I have not added anything new on my blog for a long time, but changes are coming and it will be much better, I promise. Today I want to share my experiences related to moving from using a mouse to touchpad only. For a lot of people it may be something strange – it was strange for me when I decided to try that – but in reality, it has some interesting advantages. Of course not all usage scenarios are good to do something like that and not all hardware will be good enough to make such transition in an efficient way.

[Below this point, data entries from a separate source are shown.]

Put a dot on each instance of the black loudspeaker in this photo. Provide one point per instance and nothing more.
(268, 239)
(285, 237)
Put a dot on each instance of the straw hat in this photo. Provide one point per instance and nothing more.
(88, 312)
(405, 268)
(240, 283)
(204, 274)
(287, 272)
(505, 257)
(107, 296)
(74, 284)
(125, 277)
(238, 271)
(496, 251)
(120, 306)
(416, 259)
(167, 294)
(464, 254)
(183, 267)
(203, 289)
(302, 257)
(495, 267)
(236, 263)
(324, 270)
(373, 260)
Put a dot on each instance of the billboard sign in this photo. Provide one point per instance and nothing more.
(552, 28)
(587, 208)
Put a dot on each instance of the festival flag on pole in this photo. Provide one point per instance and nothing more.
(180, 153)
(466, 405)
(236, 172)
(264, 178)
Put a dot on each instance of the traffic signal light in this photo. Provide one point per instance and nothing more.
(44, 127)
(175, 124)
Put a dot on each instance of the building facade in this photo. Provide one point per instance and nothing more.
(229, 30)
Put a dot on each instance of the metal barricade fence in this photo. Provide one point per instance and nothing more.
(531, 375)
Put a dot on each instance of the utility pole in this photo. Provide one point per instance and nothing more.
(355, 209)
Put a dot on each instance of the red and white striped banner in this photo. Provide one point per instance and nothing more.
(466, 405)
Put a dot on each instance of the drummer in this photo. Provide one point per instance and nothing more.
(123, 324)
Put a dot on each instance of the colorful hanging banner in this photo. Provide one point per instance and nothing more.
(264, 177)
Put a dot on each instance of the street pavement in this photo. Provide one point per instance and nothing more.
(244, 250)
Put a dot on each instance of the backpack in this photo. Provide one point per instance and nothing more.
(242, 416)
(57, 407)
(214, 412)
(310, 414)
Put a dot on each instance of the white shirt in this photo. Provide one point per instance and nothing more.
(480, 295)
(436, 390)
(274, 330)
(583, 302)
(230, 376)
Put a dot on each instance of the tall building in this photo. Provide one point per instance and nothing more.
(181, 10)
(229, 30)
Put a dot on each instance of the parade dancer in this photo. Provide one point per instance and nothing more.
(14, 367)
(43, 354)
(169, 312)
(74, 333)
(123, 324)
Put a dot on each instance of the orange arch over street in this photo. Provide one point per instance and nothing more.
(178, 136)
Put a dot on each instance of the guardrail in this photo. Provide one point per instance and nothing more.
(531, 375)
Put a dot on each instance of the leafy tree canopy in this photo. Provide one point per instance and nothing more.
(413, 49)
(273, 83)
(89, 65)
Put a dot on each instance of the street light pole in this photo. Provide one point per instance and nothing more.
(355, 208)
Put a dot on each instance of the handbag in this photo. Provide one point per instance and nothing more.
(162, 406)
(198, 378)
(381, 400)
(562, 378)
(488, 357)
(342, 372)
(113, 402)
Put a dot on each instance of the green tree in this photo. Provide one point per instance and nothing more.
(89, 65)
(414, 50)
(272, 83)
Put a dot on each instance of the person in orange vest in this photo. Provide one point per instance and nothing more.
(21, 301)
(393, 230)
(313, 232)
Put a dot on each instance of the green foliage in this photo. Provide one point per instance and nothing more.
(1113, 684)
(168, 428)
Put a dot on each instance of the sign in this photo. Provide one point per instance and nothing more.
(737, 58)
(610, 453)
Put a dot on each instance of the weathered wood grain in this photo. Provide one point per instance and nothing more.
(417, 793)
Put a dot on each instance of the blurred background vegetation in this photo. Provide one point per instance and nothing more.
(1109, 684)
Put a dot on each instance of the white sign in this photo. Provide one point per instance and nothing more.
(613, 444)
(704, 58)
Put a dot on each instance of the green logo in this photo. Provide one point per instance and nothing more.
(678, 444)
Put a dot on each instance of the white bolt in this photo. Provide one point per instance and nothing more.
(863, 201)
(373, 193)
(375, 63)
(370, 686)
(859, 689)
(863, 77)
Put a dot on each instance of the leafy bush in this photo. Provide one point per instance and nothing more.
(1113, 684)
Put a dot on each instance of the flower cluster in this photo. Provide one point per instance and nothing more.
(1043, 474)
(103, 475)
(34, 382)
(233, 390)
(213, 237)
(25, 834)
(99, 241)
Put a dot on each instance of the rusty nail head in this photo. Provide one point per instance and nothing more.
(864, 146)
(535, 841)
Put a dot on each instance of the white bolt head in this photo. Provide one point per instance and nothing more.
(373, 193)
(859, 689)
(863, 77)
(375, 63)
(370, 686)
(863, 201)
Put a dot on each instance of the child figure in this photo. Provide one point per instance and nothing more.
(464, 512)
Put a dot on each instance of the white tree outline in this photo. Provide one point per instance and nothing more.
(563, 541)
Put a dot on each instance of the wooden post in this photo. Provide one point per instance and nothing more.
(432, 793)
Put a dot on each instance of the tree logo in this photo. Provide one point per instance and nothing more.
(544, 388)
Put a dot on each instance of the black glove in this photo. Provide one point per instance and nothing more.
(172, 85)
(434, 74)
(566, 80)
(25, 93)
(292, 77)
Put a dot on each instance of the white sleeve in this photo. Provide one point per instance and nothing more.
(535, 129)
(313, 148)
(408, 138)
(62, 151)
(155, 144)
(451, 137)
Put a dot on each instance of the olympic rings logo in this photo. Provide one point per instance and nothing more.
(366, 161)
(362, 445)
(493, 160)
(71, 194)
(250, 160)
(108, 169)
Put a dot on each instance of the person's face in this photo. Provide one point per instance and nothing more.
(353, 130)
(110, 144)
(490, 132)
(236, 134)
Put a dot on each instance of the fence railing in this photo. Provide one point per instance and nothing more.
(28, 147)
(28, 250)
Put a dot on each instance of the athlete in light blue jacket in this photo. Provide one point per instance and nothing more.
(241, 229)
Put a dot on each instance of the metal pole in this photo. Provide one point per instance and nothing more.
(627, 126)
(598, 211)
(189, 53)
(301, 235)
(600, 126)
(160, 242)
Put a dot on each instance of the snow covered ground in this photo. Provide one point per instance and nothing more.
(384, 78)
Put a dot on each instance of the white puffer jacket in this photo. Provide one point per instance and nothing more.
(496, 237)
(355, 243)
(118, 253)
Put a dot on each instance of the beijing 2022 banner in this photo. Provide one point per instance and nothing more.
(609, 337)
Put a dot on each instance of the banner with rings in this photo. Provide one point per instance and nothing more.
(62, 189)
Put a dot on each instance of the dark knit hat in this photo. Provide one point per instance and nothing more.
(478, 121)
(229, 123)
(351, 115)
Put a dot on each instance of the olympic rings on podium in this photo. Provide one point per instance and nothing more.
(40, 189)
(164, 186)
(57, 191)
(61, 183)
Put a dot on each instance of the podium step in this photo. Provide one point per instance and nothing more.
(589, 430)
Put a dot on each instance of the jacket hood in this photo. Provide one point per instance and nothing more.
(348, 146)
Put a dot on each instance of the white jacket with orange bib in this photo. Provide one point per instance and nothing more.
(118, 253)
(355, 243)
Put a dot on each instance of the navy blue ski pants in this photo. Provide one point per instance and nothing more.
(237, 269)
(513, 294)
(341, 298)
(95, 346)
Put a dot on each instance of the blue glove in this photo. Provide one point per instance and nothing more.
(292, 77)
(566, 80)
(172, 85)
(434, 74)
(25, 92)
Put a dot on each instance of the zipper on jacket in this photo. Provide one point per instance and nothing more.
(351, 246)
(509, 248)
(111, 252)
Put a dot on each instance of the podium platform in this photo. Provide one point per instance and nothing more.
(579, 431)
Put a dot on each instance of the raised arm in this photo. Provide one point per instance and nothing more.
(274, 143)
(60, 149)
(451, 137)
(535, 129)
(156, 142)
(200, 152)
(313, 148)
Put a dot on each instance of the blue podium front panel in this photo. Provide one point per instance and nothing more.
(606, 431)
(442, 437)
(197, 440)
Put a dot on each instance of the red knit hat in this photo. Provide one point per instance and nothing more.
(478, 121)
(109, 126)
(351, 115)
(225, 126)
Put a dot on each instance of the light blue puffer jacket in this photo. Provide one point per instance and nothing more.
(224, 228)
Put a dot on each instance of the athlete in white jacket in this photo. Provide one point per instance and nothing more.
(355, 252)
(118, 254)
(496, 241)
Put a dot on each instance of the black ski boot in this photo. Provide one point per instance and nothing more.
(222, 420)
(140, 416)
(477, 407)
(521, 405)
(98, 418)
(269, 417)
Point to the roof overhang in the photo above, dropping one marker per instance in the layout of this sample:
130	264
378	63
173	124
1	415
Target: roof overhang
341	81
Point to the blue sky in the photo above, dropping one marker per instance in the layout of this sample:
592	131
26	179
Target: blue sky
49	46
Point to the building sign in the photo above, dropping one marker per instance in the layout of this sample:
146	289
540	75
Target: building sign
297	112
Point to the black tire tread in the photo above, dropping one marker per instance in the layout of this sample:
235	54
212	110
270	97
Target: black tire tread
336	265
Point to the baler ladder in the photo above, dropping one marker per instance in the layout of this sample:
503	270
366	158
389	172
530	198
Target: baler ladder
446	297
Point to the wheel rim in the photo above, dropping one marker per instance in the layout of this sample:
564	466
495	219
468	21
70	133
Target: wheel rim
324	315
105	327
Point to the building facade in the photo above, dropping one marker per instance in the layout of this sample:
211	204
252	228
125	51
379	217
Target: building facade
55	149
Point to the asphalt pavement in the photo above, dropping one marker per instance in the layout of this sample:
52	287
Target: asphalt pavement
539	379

First, the reasons. If you are a reader of my blog you know, I like minimalism in many, many various forms. We have used computers with mice for many years, but they always have some issues – the mouse must be complicated to be precise, must contain additional buttons and a wheel to provide comfort and flexible usage. All these things increase the chance of mechanical damage. I damaged a few mouses in my life, most of them because of wearing contact-sticks under the buttons. After that, accidental double-clicking or no-clicking happened. In some cases it’s pretty easy to self-repair, in some it isn’t, but I know one thing: it will happen. Always, it’s just a matter of time: if you use your mice often, buttons will stop working correctly someday. It’s weird that usually it happens after the guarantee period.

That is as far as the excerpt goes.